Dessa forma, se a profissão indica uma mudança de natureza em relação a um ofício, a formação para a atuação a uma profissão não será da mesma forma da formação para um

5 LE GOFF, J. L’érosion des idéaux de l’éducation permanente. Éducation Permanente, 129, pp. 29-33, 1996. 6 Ibid., p. 124

ofício. A preparação para exercer o ofício se faz numa transmissão indireta de saber-fazer pela observação, imitação e pela experiência. No caso de uma profissão, o processo de formação é direto, objetivo e racional, construindo a identidade profissional através da formação.

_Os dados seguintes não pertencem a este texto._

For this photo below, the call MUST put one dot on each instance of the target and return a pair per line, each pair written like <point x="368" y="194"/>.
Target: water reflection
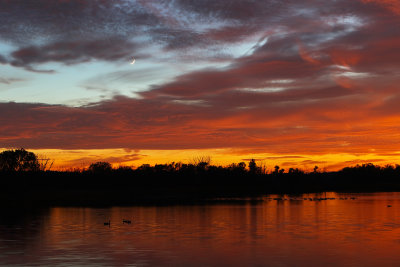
<point x="291" y="232"/>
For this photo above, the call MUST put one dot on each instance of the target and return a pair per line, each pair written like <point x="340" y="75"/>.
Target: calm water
<point x="360" y="232"/>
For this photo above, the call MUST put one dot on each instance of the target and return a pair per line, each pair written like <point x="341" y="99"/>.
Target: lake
<point x="272" y="231"/>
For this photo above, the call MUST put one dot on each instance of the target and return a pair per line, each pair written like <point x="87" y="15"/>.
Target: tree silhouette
<point x="18" y="160"/>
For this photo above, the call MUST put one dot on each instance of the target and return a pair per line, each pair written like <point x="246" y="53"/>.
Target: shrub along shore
<point x="103" y="185"/>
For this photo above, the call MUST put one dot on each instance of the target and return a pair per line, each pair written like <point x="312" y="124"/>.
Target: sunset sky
<point x="287" y="82"/>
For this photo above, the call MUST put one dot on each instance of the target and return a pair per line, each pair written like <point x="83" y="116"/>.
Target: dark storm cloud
<point x="74" y="52"/>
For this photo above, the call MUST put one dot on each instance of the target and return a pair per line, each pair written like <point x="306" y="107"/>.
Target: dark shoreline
<point x="163" y="185"/>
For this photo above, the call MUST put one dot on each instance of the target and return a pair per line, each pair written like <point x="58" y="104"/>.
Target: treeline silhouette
<point x="25" y="179"/>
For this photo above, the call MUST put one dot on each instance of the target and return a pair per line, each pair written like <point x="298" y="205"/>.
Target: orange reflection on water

Nóvoa (2000) nos mostra que os professores, como grupo profissional, eram vistos como algo religioso, envolvido numa relação de vocação e sacerdócio. Para o autor a partir do momento em que o Estado assume o sistema educacional dá-se início à profissionalização, significando o rompimento da relação vocacional. No entanto, o autor critica tal processo de estatização, pois não construiu bases de profissão como as profissões liberais atuais, devido as imposições de controle social e o controle sobre o exercício formal da docência. O autor conclui que os docentes sofrem o processo de “funcionalização”, devido a falta de autonomia do professorado, colocando em dúvida a existência de uma “profissão” docente. Nesse sentido, o que se percebe é um processo de profissionalização que se dá ao longo de sua carreira.